Law, Violence and the State

This course will provide students a critical-ethnographic perspective on theories of governance and public policy relating to violence and disorder.

Controlling and managing violence is an integral aspect of modern governance. While the state is an important actor involved in managing violence and order within modern democracies, it is clearly not the only actor interested in violence. Non-state actors like extremist groups, political parties and activists, and global institutions and discourses like human rights and the rule of law are equally involved in regulating and interpreting violence.
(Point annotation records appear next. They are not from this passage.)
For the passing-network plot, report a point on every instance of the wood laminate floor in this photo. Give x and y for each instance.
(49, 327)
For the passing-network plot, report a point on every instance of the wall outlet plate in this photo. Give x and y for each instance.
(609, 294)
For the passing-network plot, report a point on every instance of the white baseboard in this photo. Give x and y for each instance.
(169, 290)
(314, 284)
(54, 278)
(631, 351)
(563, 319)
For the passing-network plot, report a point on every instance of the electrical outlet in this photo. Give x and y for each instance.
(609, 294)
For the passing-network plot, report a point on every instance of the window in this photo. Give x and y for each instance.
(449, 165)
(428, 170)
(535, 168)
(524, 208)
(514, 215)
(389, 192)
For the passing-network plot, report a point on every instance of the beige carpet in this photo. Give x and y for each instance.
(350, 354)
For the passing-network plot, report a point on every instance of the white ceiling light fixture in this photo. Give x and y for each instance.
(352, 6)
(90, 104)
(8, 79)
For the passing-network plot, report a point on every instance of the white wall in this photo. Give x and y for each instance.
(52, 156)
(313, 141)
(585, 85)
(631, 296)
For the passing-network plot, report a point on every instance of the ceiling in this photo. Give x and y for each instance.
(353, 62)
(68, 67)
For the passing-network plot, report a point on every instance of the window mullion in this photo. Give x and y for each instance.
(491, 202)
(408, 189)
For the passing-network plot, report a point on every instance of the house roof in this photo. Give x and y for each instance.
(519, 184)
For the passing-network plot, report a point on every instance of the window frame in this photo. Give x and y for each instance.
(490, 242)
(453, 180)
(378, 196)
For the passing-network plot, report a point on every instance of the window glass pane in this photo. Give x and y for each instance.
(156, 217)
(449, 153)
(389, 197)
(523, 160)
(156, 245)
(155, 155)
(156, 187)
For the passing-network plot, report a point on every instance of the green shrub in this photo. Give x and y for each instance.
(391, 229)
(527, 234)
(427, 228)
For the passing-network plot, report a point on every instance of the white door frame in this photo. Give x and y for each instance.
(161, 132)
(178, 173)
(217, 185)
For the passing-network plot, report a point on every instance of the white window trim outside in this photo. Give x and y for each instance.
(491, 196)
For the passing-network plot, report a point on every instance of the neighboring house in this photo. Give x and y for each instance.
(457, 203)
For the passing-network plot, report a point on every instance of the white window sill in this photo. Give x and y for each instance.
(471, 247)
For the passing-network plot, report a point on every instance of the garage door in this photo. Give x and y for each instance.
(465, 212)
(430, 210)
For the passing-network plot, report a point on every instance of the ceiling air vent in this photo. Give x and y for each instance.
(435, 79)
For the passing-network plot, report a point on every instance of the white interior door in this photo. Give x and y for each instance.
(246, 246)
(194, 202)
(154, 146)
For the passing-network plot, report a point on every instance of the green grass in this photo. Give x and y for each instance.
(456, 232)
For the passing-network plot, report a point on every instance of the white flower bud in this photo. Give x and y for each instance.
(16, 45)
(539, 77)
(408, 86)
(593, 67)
In order to better understand how governance and violence are linked in postcolonial societies like India, this course investigates how state and non-state actors influence and shape state responses to disorder, the role of affect and passion in the management of hate, and the everyday forms of legality and illegality that bypass, challenge and reinforce law and order in modern democracies. By focusing on legal, affective, and cultural dynamics of violence and disorder, this course will compliment electives in the MPG program that equip students to rethink the relationship between law, violence and the state.

Many believe that violence impedes and interrupts governance in India. Public policy is often designed to counter disorder, keep it out of sight, and the rule of law is imagined as an ideal response to violence. Such assumptions are embedded in policy documents, legal judgments, the mainstream media, and civil society responses. This course uses anthropological perspectives to examine law, violence and the everyday state in South Asia. It examines the problem of law and order from the perspective of state and non-state actors, perpetrators and survivors of violence, and lawmakers and lawbreakers. Using an ethnographic perspective on the law and order in India, this course challenges legalistic, normative and technical responses to questions of violence and disorder.